Financial time series forecasting remains highly challenging due to low signal-to-noise ratios, heavy-tailed distributions, and regime-switching dynamics, while real-world data often hinders diagnosing model failures and assessing tail risk. To address this, this work proposes FinStressTS, a mechanism-aware synthetic benchmark comprising 30 controlled diagnostic environments derived from six parameterized stochastic processes—such as volatility clustering, self-exciting jumps, and zero inflation—that explicitly link model performance to interpretable generative mechanisms for the first time. Systematic evaluation of 15 classical and deep learning models using NMAE, CRPS, and learning curves reveals that model efficacy is strongly mechanism-dependent: autoregressive and linear models consistently outperform Transformers across most scenarios; distributional alignment is critical for probabilistic calibration; and neural models only achieve significant gains when modeling implicit mechanisms or complex distributions, typically requiring substantially more data to surpass simple baselines.

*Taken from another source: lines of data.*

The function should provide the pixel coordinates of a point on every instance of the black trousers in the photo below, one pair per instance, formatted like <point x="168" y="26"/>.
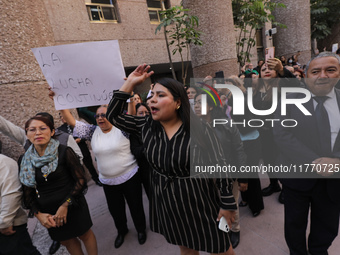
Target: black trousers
<point x="324" y="219"/>
<point x="253" y="194"/>
<point x="18" y="243"/>
<point x="131" y="191"/>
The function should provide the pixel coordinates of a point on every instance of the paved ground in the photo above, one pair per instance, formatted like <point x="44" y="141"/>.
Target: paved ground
<point x="261" y="235"/>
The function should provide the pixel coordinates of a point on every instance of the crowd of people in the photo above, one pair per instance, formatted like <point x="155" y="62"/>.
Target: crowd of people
<point x="151" y="143"/>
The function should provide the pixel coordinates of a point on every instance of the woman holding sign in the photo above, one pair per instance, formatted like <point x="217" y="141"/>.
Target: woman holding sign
<point x="118" y="170"/>
<point x="185" y="205"/>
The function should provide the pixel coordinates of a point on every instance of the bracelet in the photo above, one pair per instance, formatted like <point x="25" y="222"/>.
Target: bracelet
<point x="69" y="201"/>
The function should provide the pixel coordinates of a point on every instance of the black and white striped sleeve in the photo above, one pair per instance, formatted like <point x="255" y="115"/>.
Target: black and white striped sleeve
<point x="224" y="182"/>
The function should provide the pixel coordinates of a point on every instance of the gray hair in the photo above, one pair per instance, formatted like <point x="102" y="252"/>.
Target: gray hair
<point x="322" y="55"/>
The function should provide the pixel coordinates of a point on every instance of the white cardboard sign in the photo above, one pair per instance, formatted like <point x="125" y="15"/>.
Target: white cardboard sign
<point x="82" y="74"/>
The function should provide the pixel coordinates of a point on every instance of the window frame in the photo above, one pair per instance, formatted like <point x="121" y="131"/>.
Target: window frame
<point x="162" y="2"/>
<point x="101" y="14"/>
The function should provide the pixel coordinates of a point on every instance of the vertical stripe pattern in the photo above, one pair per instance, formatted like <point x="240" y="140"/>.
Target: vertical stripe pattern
<point x="182" y="209"/>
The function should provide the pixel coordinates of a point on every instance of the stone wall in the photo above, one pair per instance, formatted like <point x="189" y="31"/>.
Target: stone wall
<point x="218" y="52"/>
<point x="23" y="89"/>
<point x="296" y="37"/>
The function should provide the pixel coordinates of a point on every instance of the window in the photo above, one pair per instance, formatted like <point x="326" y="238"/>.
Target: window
<point x="102" y="11"/>
<point x="154" y="7"/>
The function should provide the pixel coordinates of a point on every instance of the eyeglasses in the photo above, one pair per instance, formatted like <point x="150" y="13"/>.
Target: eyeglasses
<point x="97" y="116"/>
<point x="34" y="130"/>
<point x="143" y="113"/>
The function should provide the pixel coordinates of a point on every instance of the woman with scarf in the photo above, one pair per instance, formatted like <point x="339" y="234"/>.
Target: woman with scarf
<point x="54" y="186"/>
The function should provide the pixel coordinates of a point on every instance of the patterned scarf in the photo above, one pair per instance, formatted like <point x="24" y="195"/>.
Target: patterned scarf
<point x="48" y="163"/>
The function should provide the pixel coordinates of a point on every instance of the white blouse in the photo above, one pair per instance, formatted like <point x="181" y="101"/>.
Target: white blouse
<point x="116" y="164"/>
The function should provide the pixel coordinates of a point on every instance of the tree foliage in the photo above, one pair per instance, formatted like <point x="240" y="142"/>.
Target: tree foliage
<point x="324" y="15"/>
<point x="250" y="15"/>
<point x="181" y="30"/>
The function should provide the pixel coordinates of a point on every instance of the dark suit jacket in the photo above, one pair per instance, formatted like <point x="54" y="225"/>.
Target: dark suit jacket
<point x="300" y="145"/>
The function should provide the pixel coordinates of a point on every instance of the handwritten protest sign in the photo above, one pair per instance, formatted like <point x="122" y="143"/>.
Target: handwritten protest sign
<point x="82" y="74"/>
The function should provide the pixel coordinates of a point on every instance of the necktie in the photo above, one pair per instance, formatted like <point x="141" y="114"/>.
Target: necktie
<point x="324" y="128"/>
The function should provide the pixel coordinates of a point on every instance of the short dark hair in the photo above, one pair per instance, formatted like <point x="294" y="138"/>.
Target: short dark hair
<point x="178" y="91"/>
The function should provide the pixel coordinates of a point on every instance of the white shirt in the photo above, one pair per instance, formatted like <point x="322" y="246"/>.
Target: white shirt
<point x="115" y="162"/>
<point x="11" y="213"/>
<point x="332" y="108"/>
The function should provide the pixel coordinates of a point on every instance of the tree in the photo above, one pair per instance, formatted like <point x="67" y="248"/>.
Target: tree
<point x="324" y="15"/>
<point x="250" y="15"/>
<point x="180" y="27"/>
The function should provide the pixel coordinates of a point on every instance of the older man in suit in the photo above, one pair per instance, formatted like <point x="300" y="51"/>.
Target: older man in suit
<point x="315" y="140"/>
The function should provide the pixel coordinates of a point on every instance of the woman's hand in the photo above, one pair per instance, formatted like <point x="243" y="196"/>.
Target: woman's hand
<point x="276" y="64"/>
<point x="51" y="93"/>
<point x="7" y="231"/>
<point x="242" y="186"/>
<point x="46" y="220"/>
<point x="61" y="215"/>
<point x="228" y="215"/>
<point x="138" y="76"/>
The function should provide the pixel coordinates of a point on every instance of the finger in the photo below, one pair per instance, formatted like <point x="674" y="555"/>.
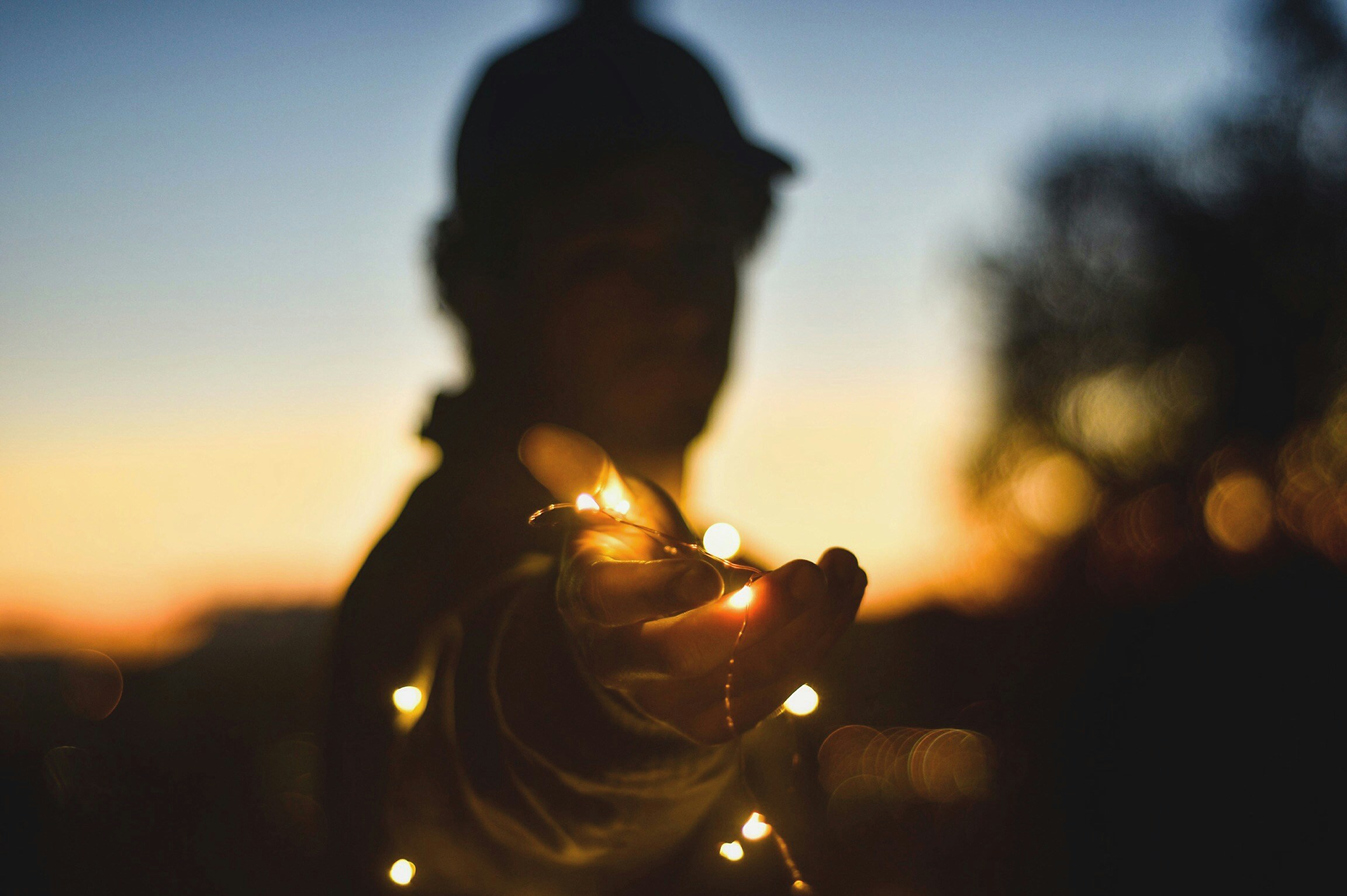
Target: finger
<point x="627" y="592"/>
<point x="565" y="461"/>
<point x="699" y="642"/>
<point x="682" y="646"/>
<point x="792" y="650"/>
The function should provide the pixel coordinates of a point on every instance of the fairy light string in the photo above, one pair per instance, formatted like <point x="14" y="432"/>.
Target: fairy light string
<point x="616" y="510"/>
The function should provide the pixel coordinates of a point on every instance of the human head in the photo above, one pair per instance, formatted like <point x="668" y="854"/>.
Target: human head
<point x="604" y="201"/>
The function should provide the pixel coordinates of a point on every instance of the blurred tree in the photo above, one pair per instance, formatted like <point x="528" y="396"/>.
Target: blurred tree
<point x="1171" y="301"/>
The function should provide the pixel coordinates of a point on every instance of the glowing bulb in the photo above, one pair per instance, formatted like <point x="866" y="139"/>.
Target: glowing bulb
<point x="803" y="701"/>
<point x="756" y="828"/>
<point x="723" y="541"/>
<point x="402" y="872"/>
<point x="407" y="698"/>
<point x="732" y="850"/>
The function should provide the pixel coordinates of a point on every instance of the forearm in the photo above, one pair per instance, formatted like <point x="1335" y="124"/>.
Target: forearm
<point x="524" y="770"/>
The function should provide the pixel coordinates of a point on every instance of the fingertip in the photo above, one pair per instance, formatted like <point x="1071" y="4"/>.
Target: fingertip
<point x="698" y="584"/>
<point x="803" y="580"/>
<point x="838" y="555"/>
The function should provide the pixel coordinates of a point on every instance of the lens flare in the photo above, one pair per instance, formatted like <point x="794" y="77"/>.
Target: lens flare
<point x="803" y="701"/>
<point x="723" y="541"/>
<point x="407" y="698"/>
<point x="732" y="850"/>
<point x="402" y="872"/>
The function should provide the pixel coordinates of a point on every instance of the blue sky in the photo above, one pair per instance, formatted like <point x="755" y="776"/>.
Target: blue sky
<point x="212" y="223"/>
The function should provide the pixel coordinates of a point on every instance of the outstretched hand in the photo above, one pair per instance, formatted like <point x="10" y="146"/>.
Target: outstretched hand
<point x="658" y="625"/>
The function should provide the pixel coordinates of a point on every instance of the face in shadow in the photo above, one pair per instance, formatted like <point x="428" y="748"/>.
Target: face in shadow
<point x="636" y="271"/>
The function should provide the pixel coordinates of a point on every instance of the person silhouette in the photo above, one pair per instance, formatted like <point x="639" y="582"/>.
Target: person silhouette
<point x="569" y="727"/>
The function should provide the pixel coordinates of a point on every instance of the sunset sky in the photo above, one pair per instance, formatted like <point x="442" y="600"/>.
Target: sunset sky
<point x="217" y="336"/>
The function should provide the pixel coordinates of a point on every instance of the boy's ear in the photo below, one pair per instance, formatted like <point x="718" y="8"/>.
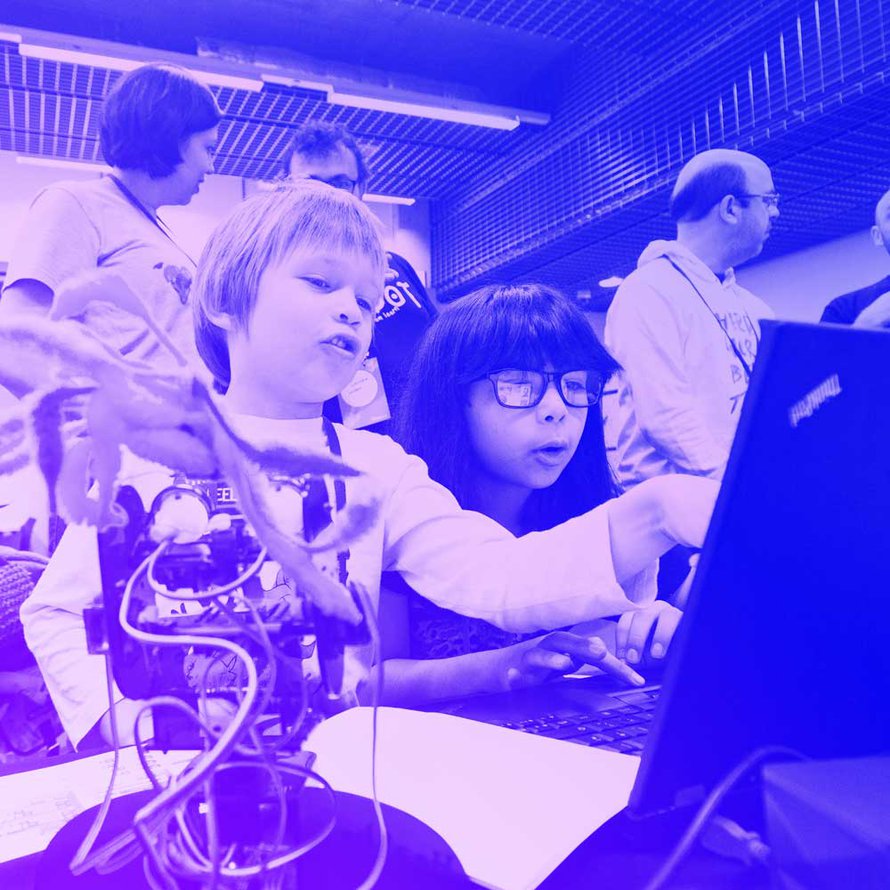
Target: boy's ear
<point x="221" y="319"/>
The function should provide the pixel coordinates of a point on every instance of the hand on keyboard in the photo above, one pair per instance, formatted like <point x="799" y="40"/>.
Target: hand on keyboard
<point x="653" y="626"/>
<point x="562" y="652"/>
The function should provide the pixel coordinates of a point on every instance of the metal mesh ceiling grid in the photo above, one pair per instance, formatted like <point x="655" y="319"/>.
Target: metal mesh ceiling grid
<point x="581" y="21"/>
<point x="53" y="109"/>
<point x="535" y="202"/>
<point x="829" y="189"/>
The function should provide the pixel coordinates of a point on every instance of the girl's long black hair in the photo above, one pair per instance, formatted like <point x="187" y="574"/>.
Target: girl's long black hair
<point x="522" y="326"/>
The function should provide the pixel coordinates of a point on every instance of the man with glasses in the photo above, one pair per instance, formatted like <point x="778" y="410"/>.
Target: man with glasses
<point x="683" y="330"/>
<point x="870" y="306"/>
<point x="328" y="153"/>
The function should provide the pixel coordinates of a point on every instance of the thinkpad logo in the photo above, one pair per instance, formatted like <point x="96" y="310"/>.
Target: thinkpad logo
<point x="814" y="400"/>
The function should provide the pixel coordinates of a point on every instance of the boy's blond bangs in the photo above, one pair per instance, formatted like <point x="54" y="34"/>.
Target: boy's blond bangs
<point x="259" y="233"/>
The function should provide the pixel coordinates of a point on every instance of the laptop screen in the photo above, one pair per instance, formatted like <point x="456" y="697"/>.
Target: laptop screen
<point x="786" y="638"/>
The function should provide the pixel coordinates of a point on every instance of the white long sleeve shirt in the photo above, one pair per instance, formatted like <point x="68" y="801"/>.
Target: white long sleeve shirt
<point x="678" y="336"/>
<point x="458" y="559"/>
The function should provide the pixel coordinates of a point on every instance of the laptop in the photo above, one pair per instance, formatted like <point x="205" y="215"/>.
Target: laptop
<point x="786" y="636"/>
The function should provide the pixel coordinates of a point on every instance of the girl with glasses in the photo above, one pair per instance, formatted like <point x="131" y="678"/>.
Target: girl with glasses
<point x="503" y="404"/>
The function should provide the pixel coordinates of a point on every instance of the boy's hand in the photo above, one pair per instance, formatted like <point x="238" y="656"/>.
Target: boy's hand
<point x="559" y="653"/>
<point x="658" y="621"/>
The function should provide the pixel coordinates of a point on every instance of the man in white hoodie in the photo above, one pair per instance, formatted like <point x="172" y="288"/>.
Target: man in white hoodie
<point x="684" y="331"/>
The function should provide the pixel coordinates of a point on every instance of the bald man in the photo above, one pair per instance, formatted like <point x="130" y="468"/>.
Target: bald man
<point x="870" y="306"/>
<point x="683" y="330"/>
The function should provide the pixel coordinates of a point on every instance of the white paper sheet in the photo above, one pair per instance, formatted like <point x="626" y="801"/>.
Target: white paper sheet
<point x="35" y="805"/>
<point x="511" y="805"/>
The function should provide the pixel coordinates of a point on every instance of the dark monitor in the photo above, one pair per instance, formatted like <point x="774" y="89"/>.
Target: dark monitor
<point x="786" y="639"/>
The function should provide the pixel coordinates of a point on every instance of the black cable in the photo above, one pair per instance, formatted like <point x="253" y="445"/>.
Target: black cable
<point x="709" y="806"/>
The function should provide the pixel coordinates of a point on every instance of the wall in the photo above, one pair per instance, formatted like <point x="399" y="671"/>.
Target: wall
<point x="406" y="229"/>
<point x="799" y="285"/>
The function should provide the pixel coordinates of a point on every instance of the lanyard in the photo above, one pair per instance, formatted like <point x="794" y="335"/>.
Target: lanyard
<point x="154" y="220"/>
<point x="732" y="343"/>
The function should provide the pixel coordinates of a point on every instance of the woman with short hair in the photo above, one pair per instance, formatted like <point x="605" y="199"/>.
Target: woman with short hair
<point x="158" y="133"/>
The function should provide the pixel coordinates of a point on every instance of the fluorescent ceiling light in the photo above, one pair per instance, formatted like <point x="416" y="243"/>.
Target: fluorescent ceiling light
<point x="63" y="163"/>
<point x="371" y="198"/>
<point x="434" y="112"/>
<point x="120" y="63"/>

Financial forecasting is difficult due to low signal-to-noise ratios, latent factors, heavy tails, regime shifts, and jumps. Real-world benchmarks offer limited failure attribution: researchers can observe underperformance, but often cannot isolate why because mechanisms are unobservable and entangled. Real financial data reveal only one realized path, making it difficult to assess tail-risk calibration or data efficiency. We introduce FinStressTS, a mechanism-aware synthetic benchmark that links model behavior to controlled structural causes. FinStressTS comprises 30 diagnostic environments around six mechanism families: volatility clustering, multi-scale persistence, heavy-tailed shocks, regime switching, self-exciting jumps, and zero-inflated processes. We evaluate two tasks: point forecasting, using NMAE across five settings, and probabilistic forecasting, using CRPS under known data-generating mechanisms. We benchmark 15 models, from classical methods (HAR, VAR) to Transformer forecasters (PatchTST, iTransformer) and deep probabilistic architectures (DeepAR, TSFlow), and use learning curves to measure sample efficiency. Our evaluation reveals three insights. First, performance is mechanism-dependent: autoregressive and linear models are highly competitive, and often outperform Transformer-based models, in several volatility-, tail-, and jump-driven environments. Second, distributional alignment matters: parametric probabilistic models such as DeepAR calibrate well in stationary settings, while flexible models can help when distributions become multimodal or sparse. Third, neural models often require more data to match simple baselines, with larger gains mainly when learning latent regimes or complex distributions. FinStressTS provides an open framework for diagnosing failure modes and advancing risk-aware forecasting.